Cashton Record - An Independent Wisconsin Newspaper... Serving The Cashton Area For Over 120 Years!

Fanning Files

 

December 8, 2021



By Me

As a little break for the season… I’ve provided a few Christmas facts that I had never heard of until I came upon this Good Housekeeping article with some interesting facts Enjoy!

The Dutch gave us the idea to leave cookies and milk… If your kids leave Santa a little snack to keep him sated on your journey, thank the Dutch. On St. Nicholas’ feast day on Dec. 6, Dutch children leave him food and drink to be exchanged for gifts overnight.

Coca-Cola played a part in Santa’s image… Before Coca-Cola decided to use his image for advertising, Santa’s looks tended more spooky than jolly. Then, in 1931, the beverage company hired an illustrator named Haddon Sundblom to depict the jolly old elf for magazine ads. Now, kids see visions of sugarplums instead of having Santa-themed nightmares.

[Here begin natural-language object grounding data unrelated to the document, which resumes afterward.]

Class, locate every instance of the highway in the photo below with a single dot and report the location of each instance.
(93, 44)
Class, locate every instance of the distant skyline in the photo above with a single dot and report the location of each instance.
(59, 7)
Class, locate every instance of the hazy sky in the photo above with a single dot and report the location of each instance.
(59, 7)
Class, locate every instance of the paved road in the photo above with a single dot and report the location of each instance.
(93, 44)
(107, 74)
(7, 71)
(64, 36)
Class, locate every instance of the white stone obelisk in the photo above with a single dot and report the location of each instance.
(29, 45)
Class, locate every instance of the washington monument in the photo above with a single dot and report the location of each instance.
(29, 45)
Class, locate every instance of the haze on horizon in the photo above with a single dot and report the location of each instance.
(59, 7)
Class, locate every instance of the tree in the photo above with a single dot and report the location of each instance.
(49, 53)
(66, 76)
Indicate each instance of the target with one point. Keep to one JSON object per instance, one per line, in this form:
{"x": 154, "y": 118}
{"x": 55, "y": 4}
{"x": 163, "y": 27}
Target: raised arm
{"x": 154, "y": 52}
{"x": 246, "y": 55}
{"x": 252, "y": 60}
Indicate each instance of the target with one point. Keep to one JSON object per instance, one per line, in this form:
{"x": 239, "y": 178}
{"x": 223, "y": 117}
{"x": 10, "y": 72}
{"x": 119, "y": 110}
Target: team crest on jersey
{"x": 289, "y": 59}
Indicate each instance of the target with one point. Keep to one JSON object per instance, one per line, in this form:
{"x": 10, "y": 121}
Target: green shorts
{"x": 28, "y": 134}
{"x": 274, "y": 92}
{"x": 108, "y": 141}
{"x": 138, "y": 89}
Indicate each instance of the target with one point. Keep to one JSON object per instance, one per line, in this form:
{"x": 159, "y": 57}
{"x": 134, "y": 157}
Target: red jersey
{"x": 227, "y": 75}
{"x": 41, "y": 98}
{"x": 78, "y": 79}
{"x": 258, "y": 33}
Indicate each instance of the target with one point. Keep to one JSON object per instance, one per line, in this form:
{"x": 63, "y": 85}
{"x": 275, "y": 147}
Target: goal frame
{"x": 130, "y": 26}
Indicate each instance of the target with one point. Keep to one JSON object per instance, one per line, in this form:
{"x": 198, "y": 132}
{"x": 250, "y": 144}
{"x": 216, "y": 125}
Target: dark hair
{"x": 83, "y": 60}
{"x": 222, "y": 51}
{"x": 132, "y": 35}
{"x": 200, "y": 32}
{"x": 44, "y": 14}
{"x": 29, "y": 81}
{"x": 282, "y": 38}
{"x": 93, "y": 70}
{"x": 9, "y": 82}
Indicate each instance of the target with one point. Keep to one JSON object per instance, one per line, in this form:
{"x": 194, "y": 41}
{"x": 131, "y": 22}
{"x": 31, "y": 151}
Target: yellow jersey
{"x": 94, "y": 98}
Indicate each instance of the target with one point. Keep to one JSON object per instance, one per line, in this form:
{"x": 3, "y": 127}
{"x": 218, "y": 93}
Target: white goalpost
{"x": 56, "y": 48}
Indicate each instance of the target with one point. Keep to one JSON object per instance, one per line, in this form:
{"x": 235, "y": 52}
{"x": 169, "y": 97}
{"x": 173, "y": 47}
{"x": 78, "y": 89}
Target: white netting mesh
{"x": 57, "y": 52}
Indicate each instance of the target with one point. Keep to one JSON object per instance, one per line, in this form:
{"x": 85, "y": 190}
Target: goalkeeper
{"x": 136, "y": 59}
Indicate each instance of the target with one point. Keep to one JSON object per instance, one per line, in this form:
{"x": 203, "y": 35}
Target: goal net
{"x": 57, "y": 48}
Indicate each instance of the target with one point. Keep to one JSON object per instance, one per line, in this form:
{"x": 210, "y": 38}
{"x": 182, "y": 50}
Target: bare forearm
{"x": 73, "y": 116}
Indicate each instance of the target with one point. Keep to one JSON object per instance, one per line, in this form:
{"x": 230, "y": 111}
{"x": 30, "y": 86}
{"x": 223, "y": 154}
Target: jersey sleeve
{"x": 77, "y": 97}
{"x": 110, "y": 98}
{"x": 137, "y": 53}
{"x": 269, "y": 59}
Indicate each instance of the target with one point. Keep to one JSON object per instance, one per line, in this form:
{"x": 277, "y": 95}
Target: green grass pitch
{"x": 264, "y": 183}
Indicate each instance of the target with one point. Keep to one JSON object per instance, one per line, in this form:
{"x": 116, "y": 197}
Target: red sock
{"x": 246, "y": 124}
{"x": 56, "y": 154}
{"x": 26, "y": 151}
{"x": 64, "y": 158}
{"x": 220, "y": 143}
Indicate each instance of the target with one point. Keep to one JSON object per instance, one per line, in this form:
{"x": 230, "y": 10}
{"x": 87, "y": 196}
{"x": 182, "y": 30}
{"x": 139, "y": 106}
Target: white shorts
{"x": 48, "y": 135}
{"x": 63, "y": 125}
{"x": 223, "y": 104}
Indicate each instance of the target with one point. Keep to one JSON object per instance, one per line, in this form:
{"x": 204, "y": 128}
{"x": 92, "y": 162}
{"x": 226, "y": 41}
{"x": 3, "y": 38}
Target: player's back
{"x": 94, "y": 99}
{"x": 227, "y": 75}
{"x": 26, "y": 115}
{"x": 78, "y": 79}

Hanging stockings started by accident… Legend has it, we hang stockings by the chimney with care thanks to a poor man who didn’t have enough money for his three daughters’ dowries. Generous old St. Nick dropped a bag of gold down their chimney one night after the girls had hung their freshly-washed stockings there to dry. That’s where the gold ended up, and the tradition stuck.

Rudolph was a marketing ploy… Rudolph the Red-Nosed Reindeer first appeared in 1939 when the Montgomery Ward department store asked one of its copywriters to create a Christmas story for kids that the store could distribute as a promotion. The adorable movie featuring the island of misfit toys and Herbie the elf hit the airwaves (and our hearts) in 1964.

“Jingle Bells” was originally a Thanksgiving song… Turns out, we first started dashing through the snow for an entirely different holiday. James Lord Pierpont wrote the song called “One Horse Open Sleigh” for his church’s Thanksgiving concert in the mid-19th Century. Then in 1857, the song was re-released under the title we all know and love. Today, it’s still among the most popular Christmas songs.

Silent Night is the most recorded song… We all know the same few handfuls of Christmas songs play at stores and on the radio in a loop all season long. But one of them has been adapted more than others. Silent Night ears that title, as the most-recorded Christmas song in history. It’s had more than 733 different versions copyrighted since 1978.

Celebrating Christmas used to be illegal… From 1659–1681, anyone caught making merry in the colonies would face a fine for celebrating. By the Revolutionary War, the day had so little significance that Congress even held their first session on December 25, 1789. Christmas wasn’t even proclaimed a federal holiday for almost another century, proving that the Grinch’s attitude toward the holiday was alive and well long before he was.

Mistletoe is an aphrodisiac… The holiday decoration isn’t just pretty. It’s also an ancient symbol of fertility and virility — and the Druids considered it an aphrodisiac. So the next time someone cracks a joke about meeting you under the mistletoe, consider yourself warned.

Mistletoe’s name isn’t as sweet… On the other hand, mistletoe’s name might not give you quite as many warm feelings. Mistle thrush birds eat the plant’s berries, digest the seed, and then help the plant germinate with their droppings. The Germanic word for mistletoe literally means “dung on a twig.” Romantic, right?